The Husband grew some roots in Federation Square as he
downed a Mountain Goat Steam Ale, while riveting his gaze
on the big screen’s events at the MCG and demolishing some
Kanga Bangas.
While Gus, Virginia, Diana, Murgatroyd, Dru and Nigel are
snowed in at the pele tower in The Borders, The Husband
and I are experiencing four seasons in one day down in The
Mornington Peninsula. The chattering classes of Suttonford
have been silenced by the maniacal laughter of a kookaburra,
who stereotypically does sit in an old gum tree, as well as
crapping all over the garden fence every morning. But, sans
soucis! Even the mynahs’ cackles are shriller than some South
of England socialites.
I know I said that I only sent one postcard, but that isn’t
strictly true.
I did send Juniper a card of Jean Paul Gaultier’s teddy bear,
which he has cherished since the age of three and which sports
his prototype cone bra.
She would have loved the holographic talking heads on his models
in The NGV. So would Alan Bennet! Maybe I should have sent him a
postcard too, but he’s probably a friend of the designer and gets a
personalised one.
Even church-going is a lot more exciting here. I don’t think Philip
Larkin would have been as lugubrious if he had removed his cycle
clips and gone into the Red Hill Greek Orthodox Monastery of Panagia
Kamariani.
The priest told me that his Christian name- ‘Eleftherios‘ means ‘Liberty’

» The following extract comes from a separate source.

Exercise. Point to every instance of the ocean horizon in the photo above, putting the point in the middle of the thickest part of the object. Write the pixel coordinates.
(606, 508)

and he certainly takes a few. I mean, back in Suttonford, the staid
congregation are startled out of their professed sobriety by the
ringing of a ship’s bell; the crashing of the organ and a cacophany of
bells in the Easter Saturday service in Wintoncester Cathedral. But
Father Tatsis is much more melodramatic. Look up http://www.chrispattas.
com and you can see a Youtube clip of the sacerdotal gesture of
celebration to the pronouncement: He is Risen! Brings a whole new
angle to the phrase ‘shotgun wedding‘!It is a pity that the latter day
Melchisedek didn’t wield his weapon at the teenage thugs who raided
the icon’s golden votive jewellery collection and who made off with a
heist worth $100,000. Failing that, he could have maybe stowed the
stuff in a safe. Unfortunately there is Ice in Paradise and I don’t mean
anything as innocent as the latest Frozen movie.
The liberating thing about Oz seems to be that you can act like a big
kid and you are actually encouraged to do so. Case in point: The
Husband climbing into the art installation The Island Bird by Ernesto
Neto at The NGV International.
He got tangled up in what appeared to be an unravelled string shopping
bag, or a coloured version of Rab C Nesbitt’s vest. I was more attracted
by Carsten Holler’s golden, mirrored carousel and managed to restrain myself
from breaking into You’ll Never Walk Alone, though, if I had, it would have been
regarded as a valid interactional response. Like Oz itself, even the artwork
invites us to stand on our heads and re-imagine the world, reconsidering our
place within it.
So, whether it is wallpapering a gallery with anarchic David Shrigley
observations, or sculpting a Sneezing Snub Nosed Monkey -Rhinopithecus
strykerl (McClelland Sculpture Park), the infectious Aussie irreverent take
on life affects even its Un-Orthodox priests and makes one feel that,
indeed, there are No Worries!
Aaaaaaaaaaaaaaaaaaaaaaaaaaaaaaaaaaaachoooooooooooooooooooooooo!!